Forward compatible design for locale

I've resumed work on locale and would like to make it into something practical. And I could use some help with proper design.

The problem is that locale library should have an application-wide default locale and this can easily break if multiple versions of it get compiled in, because different libraries depend on different versions of it. So it needs to maintain very good compatibility to avoid such situation.

A localization library can be roughly separated to three layers:

  • Locale database: Most things specific to a locale can be encoded as simple values. Most of them string, with occasional number or list of numbers or strings. Digit grouping, decimal point symbol, symbols for digits, names of months, names of days of week, currency symbol etc. Plus of course database of messages.
  • Primitive functions: formatting and parsing of numbers, dates and times, money amounts. And collation, string transformations and transliterations.
  • Message formatting and message parsing.

So I am thinking whether, and where, this can be split to separate crates to minimize the API surface that must maintain strict compatibility. And I see these options:

  1. Above the database.

    • This is similar to the C approach. POSIX has the nl_langinfo function that returns various values (as char * and you have to know whether they are strings, arrays of strings, 8-bit numbers or arrays of 8-bit numbers) and then the various functions like printf, strftime or strcoll use those data.
    • The database can have really simple API. A single get function, taking either:
      • an enum with specifications like DecimalPoint (= "."), Digit(5) (= "٥" in Arabic) Month(Gregorian, 2, Full) (= "March"; 0-based counting), and generic Message with domain, context and original.
      • or even just simply the triple domain, context, original, with suitable constants provided for the special items like decimal point, digits or month names.
    • However, it basically fixes the algorithms built on top of it. Collation, rule-based number formatting (3151 → “three thousands two hundreds fifty three”), transliteration and such can be implemented using data returned by the database in strings, but it basically fixes the algorithm. And it precludes using the implementations in C library on systems where it is provided.
  2. Above the basic algorithms.

    • This is similar to the C++ std::locale with its facet.
    • This allows utilizing the algorithms from standard library where available.
    • On the other hand, it has larger surface for compatibility. We can add methods, but for example if we initially have month names supporting just Gregorian calendar, adding month names for other calendars will require new method and the old method will have to be kept around for compatibility indefinitely.
  3. Between the interface and implementation of the basic algorithms.

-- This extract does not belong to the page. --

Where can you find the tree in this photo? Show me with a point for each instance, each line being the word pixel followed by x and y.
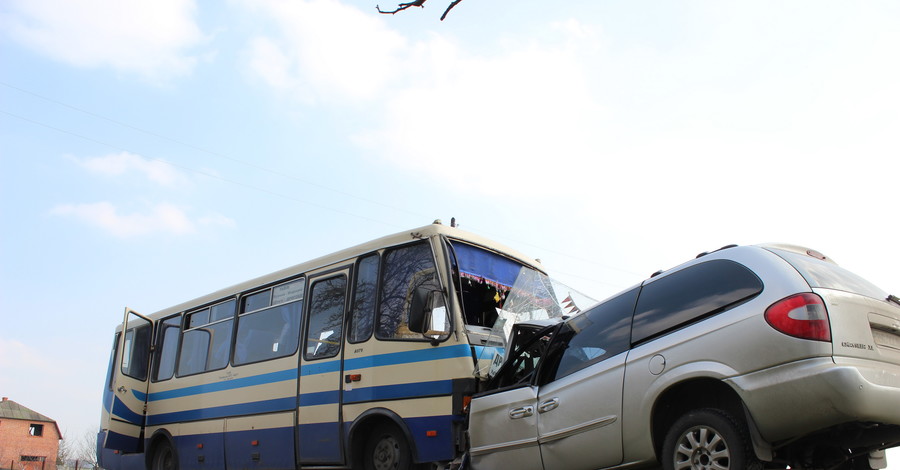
pixel 415 3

    • Now that I wrote the above two down, I realize, that I can have the locale library define the interfaces to the facets, with as small surface as possible, but not implement them. Instead, it will call to another library to provide the implementation. Now the facets definitions still have to include backward compatibility, but the compatibility for the implementing crate can be broken and there can be alternate implementations, because the libraries that will use localization won't depend on it directly. Only the application will, if it will require some specific support.
    • The message formatting can be a separate layer on top of this in either case.

Writing things down does clearly help seeing which solution is better. I am still interesting if anybody can see some other gotchas though.